## Inequality (sin, r and s)

For discussing Olympiad Level Algebra (and Inequality) problems
sowmitra
Posts: 155
Joined: Tue Mar 20, 2012 12:55 am
Location: Mirpur, Dhaka, Bangladesh

### Inequality (sin, r and s)

Prove the inequality,
$\frac{1}{\sqrt{2\sin A}}+\frac{1}{\sqrt{2\sin B}}+\frac{1}{\sqrt{2\sin C}}\leq \sqrt{\frac{s}{r}}$
where, $s$ and $r$ are the semi-perimeter and inradius of $\triangle ABC$.

Sharygin Geometry Olympiad, Russia
"Rhythm is mathematics of the sub-conscious."
Some-Angle Related Problems;

Nirjhor
Posts: 136
Joined: Thu Aug 29, 2013 11:21 pm
Location: Varies.

### Re: Inequality (sin, r and s)

The inequality simplifies to $\dfrac{1}{\sqrt{a}}+\dfrac{1}{\sqrt{b}}+\dfrac{1}{\sqrt{c}}\le \dfrac{a+b+c}{\sqrt{abc}}\Rightarrow \sqrt{ab}+\sqrt{bc}+\sqrt{ca}\le a+b+c$ after making the substitutions $2\sin A=\dfrac a R$ etc, $r=\dfrac{abc}{4sR}$, and $2s=a+b+c$.
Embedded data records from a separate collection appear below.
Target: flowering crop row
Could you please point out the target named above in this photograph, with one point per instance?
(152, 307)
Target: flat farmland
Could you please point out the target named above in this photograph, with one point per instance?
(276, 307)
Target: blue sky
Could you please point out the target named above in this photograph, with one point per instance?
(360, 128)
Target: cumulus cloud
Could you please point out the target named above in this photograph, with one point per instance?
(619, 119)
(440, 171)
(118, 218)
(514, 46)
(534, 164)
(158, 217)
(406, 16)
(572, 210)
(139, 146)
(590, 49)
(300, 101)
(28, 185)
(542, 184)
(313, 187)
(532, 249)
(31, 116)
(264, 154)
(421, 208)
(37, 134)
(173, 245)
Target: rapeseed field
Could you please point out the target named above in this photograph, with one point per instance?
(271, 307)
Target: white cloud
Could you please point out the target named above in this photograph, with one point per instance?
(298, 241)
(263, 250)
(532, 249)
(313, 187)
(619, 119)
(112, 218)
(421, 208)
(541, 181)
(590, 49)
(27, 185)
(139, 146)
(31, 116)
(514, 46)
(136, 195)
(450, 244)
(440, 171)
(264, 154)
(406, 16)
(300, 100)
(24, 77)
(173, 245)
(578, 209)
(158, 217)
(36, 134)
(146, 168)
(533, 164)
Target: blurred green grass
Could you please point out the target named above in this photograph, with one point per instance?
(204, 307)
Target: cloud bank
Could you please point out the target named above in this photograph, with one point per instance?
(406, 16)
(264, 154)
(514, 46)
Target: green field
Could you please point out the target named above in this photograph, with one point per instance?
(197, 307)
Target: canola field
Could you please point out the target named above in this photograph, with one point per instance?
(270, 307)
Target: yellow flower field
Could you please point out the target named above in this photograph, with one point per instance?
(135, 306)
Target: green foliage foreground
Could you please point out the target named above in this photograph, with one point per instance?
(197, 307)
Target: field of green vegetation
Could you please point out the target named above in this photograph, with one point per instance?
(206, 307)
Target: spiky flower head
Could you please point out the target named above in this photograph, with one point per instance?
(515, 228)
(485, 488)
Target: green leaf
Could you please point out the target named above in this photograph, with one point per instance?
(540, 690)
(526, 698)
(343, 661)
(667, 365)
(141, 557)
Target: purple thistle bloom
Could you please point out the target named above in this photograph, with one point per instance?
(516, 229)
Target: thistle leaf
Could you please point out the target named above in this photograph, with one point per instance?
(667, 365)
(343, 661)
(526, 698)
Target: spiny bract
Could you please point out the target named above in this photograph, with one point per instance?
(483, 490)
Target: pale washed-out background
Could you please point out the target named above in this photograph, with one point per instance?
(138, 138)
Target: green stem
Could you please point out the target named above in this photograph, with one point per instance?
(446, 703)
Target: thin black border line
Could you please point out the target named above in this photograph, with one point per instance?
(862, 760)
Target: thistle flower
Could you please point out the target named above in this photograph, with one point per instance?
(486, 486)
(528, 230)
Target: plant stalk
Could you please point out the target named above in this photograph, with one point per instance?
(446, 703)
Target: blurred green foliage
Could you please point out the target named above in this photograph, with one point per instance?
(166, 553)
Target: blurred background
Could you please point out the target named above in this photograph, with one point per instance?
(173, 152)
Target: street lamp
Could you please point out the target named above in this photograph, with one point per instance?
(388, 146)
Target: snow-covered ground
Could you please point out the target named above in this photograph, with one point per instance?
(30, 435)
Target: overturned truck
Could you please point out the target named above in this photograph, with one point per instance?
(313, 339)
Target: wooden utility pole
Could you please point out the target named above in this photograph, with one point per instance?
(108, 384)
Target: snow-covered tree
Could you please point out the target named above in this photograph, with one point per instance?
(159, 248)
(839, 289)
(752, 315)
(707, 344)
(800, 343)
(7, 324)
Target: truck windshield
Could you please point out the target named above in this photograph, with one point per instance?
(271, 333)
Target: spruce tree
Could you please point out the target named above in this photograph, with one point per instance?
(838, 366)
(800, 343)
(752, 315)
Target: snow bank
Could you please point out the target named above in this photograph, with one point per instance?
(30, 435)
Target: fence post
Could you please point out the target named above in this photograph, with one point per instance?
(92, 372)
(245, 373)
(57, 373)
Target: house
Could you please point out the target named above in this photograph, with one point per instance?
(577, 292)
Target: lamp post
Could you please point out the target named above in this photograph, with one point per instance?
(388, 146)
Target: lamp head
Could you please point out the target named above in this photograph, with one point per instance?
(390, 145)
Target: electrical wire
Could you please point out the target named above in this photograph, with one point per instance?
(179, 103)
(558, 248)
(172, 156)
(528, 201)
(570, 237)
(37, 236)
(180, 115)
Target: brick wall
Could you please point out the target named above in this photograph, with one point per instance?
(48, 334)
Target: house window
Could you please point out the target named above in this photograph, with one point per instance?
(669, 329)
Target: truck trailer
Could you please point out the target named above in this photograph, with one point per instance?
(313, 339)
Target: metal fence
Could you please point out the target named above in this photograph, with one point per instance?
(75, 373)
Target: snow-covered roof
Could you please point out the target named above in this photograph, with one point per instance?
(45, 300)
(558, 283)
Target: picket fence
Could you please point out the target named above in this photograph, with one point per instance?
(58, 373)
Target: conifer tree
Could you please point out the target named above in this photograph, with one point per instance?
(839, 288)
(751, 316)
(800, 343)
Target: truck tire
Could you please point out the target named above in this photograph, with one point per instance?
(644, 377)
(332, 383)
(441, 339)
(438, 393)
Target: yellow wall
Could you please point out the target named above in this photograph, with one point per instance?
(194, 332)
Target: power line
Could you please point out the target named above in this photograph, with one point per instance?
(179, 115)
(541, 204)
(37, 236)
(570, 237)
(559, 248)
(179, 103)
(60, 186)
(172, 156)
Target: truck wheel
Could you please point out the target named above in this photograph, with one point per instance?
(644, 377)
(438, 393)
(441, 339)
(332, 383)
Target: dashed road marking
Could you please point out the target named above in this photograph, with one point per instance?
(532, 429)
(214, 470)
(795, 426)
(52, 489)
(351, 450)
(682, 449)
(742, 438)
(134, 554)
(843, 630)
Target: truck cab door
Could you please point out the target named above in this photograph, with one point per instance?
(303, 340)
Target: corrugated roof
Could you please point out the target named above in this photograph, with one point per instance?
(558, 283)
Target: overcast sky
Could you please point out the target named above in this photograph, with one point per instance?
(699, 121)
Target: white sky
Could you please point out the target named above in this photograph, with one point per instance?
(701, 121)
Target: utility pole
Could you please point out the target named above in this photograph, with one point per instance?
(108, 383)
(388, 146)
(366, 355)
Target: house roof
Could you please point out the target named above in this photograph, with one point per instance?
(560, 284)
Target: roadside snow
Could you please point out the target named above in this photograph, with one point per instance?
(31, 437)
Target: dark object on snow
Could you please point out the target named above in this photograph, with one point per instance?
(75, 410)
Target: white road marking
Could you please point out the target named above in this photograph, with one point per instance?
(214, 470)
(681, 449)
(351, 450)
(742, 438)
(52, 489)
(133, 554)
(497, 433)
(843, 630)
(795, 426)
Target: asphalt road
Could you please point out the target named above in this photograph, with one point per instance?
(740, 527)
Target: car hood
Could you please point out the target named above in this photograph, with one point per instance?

This is a standard AM-GM result with equality at $a=b=c$ i.e. equilateral triangle.

A lower bound is $3^{3/4}$ found immediately via Jensen's, equality at equilateral triangle.
- What is the value of the contour integral around Western Europe?

- Zero.

- Why?

- Because all the poles are in Eastern Europe.

Revive the IMO marathon.

Tahmid
Posts: 110
Joined: Wed Mar 20, 2013 10:50 pm

### Re: Inequality (sin, r and s)

my solution is too much long

$\frac{1}{\sqrt{2sinA}}+\frac{1}{\sqrt{2sinB}}+\frac{1}{\sqrt{2sinC}}\leq \sqrt{\frac{s}{r}}$
or,$\sqrt{\frac{R}{a}}+\sqrt{\frac{R}{b}}+\sqrt{\frac{R}{c}}\leq \sqrt{\frac{s}{r}}$
or,$\frac{R}{a}+\frac{R}{b}+\frac{R}{c}+\frac{2R}{\sqrt{ab}}+\frac{2R}{\sqrt{bc}}+\frac{2R}{\sqrt{ca}}\leq \frac{s}{r}$
or,$R(\frac{ab+bc+ca}{abc})+2R(\frac{a\sqrt{bc}+b\sqrt{ca}+c\sqrt{ab}}{abc})\leq \frac{s}{r}$
or,$\frac{R}{abc}(ab+bc+ca)+\frac{2R}{abc}(a\sqrt{bc}+b\sqrt{ca}+c\sqrt{ab})\leq \frac{s^{2}}{\Delta }$
or,$\frac{1}{4\Delta}(ab+bc+ca)+\frac{1}{2\Delta}(a\sqrt{bc}+b\sqrt{ca}+c\sqrt{ab})\leq \frac{(a+b+c)^{2}}{4\Delta }$
or,$(ab+bc+ca)+2(a\sqrt{bc}+b\sqrt{ca}+c\sqrt{ab})\leq (a+b+c)^{2}$
or,$ab+bc+ca+2a\sqrt{bc}+2b\sqrt{ca}+2c\sqrt{ab}\leq a^{2}+b^{2}+c^{2}+2ab+2bc+2ca$
or,$2a\sqrt{bc}+2b\sqrt{ca}+2c\sqrt{ab}\leq a^{2}+b^{2}+c^{2}+ab+bc+ca$

now from AM-GM we know , $\frac{a^{2}+bc}{2}\geq \sqrt{a^{2}bc} \Leftrightarrow a^{2}+bc\geq 2a \sqrt{bc}$
samely , $b^{2}+ca\geq 2b \sqrt{ca}$ and $c^{2}+ab\geq 2c \sqrt{ab}$

by adding then we have $2a\sqrt{bc}+2b\sqrt{ca}+2c\sqrt{ab}\leq a^{2}+b^{2}+c^{2}+ab+bc+ca$

so, we are done